Эйле приятно было болтать наедине с Диги: она даже согрелась здесь, в лощине, защищенной от порывов ветра. Она развязала тесемки на шее и опустила капюшон, поправила кожаную ленту, скреплявшую волосы. Закрыв глаза, она повернулась лицом к солнцу. Сквозь красную изнанку закрытого века она видела мигающий в небе светящийся шар и чувствовала, как приходит к ней тепло. А когда она снова открыла глаза, все вокруг, казалось, стало более четким.
- На Весеннем празднике всегда борются? - спросила Эйла. - Я никогда еще не видела, чтобы кто-то боролся по доброй воле.
- Да, это почетно.
- Смотри, Диги! Это весна, - перебила ее Эйла, сделав резкий прыжок и рванувшись вперед сквозь заросли ивы.
Когда Диги последовала за ней, она указала ей на почки, набухшие на тонкой веточке; одна из них, проросшая слишком рано, пустила яркий зеленый и, конечно, обреченный росток. Женщины восхищенно улыбнулись друг другу вне себя от открытия, словно они самолично встретили приход весны.
Сделанная из сухожилий петля ловушки лежала на снегу неподалеку от них. Эйла подняла ее:
- Похоже, это очень удобный способ охотиться. Не нужно искать зверя. Ставишь ловушку и ждешь. Но как ты их делаешь и откуда знаешь, что попадется лиса?
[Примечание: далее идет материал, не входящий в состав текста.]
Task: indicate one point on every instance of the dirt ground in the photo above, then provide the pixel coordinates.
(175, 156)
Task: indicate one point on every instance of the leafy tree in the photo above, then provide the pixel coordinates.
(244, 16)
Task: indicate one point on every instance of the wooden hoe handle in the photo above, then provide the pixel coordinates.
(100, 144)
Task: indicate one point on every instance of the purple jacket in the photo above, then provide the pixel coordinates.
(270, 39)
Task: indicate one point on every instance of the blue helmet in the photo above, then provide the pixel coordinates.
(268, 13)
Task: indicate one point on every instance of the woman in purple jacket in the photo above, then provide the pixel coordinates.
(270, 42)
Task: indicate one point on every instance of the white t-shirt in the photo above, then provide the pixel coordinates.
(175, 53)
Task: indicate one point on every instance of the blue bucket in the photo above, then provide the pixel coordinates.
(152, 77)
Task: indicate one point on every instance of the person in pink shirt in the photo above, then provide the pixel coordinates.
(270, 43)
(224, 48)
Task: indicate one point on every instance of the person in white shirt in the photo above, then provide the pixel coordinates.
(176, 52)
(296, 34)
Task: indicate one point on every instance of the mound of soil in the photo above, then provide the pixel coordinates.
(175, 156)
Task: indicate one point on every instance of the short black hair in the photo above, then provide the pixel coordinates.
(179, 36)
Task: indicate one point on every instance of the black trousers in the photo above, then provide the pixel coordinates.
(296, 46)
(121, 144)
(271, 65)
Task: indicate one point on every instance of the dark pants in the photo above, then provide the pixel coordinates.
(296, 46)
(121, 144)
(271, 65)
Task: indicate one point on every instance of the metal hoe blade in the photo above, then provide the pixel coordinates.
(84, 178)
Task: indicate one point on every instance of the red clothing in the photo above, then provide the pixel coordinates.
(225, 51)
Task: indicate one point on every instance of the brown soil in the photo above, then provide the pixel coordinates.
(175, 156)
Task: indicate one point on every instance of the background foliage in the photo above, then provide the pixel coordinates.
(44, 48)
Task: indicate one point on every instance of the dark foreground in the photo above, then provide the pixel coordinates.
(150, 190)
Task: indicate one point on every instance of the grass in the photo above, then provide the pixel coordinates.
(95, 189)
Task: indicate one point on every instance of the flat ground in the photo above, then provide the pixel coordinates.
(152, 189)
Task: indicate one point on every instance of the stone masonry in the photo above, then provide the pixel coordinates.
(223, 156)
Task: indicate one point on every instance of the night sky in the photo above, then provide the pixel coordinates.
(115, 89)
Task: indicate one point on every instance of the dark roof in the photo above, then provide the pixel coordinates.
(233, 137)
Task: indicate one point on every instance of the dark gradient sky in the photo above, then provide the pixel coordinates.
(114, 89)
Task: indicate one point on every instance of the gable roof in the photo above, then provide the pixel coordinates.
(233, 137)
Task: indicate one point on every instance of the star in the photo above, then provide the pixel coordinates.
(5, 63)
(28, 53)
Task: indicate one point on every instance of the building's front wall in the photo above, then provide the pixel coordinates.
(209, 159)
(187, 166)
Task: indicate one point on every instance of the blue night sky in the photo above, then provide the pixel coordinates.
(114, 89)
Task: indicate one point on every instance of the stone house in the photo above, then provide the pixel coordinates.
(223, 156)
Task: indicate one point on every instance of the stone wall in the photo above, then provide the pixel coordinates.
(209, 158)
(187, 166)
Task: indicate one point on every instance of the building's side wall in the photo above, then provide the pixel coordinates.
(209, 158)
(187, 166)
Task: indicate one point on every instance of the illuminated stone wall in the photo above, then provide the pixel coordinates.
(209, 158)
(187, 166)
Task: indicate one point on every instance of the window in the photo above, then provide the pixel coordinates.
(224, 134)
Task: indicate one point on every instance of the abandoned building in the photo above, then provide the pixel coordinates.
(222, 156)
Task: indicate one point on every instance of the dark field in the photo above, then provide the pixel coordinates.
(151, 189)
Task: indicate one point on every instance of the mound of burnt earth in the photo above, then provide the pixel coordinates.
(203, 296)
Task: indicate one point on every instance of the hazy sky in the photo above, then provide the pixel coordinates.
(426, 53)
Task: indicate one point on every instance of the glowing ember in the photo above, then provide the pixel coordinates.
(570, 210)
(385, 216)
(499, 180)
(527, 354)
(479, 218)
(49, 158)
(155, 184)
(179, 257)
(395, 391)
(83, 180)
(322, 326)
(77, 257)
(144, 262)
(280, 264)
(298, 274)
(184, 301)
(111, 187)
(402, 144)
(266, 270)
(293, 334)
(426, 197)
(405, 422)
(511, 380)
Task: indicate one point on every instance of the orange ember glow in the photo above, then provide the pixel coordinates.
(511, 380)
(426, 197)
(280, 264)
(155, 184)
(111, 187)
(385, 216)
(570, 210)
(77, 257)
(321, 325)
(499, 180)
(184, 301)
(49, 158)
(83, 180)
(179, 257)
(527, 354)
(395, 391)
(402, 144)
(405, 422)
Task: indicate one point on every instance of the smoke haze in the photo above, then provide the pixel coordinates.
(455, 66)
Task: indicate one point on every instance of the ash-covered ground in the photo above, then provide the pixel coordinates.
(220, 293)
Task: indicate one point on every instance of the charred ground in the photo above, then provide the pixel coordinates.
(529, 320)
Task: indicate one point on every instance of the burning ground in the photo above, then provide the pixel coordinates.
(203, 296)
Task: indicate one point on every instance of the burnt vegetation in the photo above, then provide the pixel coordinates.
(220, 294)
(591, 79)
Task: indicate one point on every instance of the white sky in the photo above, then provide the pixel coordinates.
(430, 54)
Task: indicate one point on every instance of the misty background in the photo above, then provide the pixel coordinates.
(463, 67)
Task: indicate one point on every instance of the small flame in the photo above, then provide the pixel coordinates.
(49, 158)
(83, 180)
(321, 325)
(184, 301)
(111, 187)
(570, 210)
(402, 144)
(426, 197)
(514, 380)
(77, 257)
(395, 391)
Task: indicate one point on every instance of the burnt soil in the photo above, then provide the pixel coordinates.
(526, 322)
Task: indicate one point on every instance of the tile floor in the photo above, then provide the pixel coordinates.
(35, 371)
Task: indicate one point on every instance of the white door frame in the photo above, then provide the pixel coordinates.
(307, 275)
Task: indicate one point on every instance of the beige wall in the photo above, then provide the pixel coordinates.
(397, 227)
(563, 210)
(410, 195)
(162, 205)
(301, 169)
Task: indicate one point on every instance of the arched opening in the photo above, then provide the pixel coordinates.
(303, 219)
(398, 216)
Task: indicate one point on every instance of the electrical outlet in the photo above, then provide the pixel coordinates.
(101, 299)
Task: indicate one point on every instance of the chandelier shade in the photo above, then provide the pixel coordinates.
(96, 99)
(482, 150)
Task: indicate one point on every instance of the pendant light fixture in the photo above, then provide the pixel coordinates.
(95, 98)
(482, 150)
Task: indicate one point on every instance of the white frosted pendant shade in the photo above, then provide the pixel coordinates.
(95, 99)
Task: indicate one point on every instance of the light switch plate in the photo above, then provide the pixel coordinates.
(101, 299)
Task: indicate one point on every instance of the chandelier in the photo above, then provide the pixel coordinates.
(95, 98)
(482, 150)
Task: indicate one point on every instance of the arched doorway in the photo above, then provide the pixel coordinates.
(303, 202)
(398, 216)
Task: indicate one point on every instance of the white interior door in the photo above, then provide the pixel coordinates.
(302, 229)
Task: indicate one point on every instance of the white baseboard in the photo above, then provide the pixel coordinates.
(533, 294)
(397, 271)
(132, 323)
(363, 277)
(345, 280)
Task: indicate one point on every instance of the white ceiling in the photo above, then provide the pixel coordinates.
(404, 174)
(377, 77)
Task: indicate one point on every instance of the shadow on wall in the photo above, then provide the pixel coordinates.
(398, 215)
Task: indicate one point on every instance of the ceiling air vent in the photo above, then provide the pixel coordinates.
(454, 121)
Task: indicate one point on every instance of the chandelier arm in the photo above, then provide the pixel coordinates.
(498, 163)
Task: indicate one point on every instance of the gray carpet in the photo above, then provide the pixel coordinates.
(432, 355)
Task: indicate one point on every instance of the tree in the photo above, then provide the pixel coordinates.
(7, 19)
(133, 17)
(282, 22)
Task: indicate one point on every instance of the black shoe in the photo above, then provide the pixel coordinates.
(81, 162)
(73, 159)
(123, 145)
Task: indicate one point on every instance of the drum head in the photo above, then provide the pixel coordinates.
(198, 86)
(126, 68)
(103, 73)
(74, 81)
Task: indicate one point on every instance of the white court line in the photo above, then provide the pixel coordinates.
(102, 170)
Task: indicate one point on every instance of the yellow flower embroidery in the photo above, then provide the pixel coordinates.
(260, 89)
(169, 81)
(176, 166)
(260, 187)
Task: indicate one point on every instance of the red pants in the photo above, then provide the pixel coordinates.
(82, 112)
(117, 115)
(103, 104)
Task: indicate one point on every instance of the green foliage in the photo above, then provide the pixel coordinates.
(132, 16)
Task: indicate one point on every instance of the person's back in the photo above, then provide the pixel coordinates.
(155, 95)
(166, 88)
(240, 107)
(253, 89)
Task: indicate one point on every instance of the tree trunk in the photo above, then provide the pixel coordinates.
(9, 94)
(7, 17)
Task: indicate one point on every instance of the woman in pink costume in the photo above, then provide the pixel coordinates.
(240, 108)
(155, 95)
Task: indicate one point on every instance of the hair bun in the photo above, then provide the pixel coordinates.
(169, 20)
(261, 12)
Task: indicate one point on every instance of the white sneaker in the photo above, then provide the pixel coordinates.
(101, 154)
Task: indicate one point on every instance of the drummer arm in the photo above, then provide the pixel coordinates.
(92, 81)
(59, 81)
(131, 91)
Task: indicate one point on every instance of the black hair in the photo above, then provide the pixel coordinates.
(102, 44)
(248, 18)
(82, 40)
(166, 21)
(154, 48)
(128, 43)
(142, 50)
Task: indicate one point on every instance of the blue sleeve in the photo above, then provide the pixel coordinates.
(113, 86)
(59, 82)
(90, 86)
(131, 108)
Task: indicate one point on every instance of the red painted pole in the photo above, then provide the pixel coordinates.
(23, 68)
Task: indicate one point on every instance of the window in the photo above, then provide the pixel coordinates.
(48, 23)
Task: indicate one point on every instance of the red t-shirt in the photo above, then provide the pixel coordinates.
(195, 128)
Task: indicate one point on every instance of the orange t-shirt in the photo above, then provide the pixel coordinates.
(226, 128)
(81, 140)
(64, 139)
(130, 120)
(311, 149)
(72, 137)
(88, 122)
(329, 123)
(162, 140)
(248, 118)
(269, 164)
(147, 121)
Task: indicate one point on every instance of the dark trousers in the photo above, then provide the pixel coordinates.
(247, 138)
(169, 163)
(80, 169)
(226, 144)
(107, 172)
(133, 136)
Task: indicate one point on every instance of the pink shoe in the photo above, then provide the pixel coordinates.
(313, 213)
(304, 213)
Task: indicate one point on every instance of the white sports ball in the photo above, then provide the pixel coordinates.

- Это нетрудно. Ты же видела: сухожилие затвердевает, если смочить его, а потом высушить, - так же, как невыделанная кожа?
Эйла кивнула.
- На конце делаешь маленькую петлю, - сказала Диги, показав ей. - Потом берешь другой конец и делаешь там вторую петлю - побольше, такую, чтобы лисья голова могла туда пролезть. Потом смачиваешь и сушишь, только так, чтобы петля оставалась открытой. Потом надо пойти туда, где водятся лисы. Мне такие места показала мать. Обычно они здесь появляются каждый год - это по следам видно. Когда они рядом с норой, они часто ходят одними и теми же тропами. Находишь лисий след и там, где он проходит сквозь заросли кустарника или возле деревьев, ставишь петлю прямо на тропу, на высоте лисьей головы, и закрепляешь вот здесь и здесь. - Диги показала, где именно. Эйла слушала и смотрела, напряженно наморщив лоб. - А когда лиса идет по тропе, то попадает головой в петлю; она пробует убежать - и тут-то петля затягивается. Чем больше лиса рвется, тем туже затягивается петля. Важно подобрать лису, пока ее не нашел кто-то другой. Дануг рассказывал мне, что те бродяги с севера тоже стали ставить ловушки. Он говорит - они делают петлю из молодых побегов и затягивают ее так, что, когда зверь попадет в ловушку, она расширяется; потом ветка дерева распрямится, и петля приподнимет лисью тушу над землей. Так она и висит, пока ты не придешь, и никакой волк до нее не дотянется.
- Мне кажется, это славная мысль, - заметила Эйла, возвращаясь к месту привала. Затем она, к удивлению Диги, внезапно сняла с головы кожаную ленту и стала искать что-то на земле. - Где камень? - шептала она.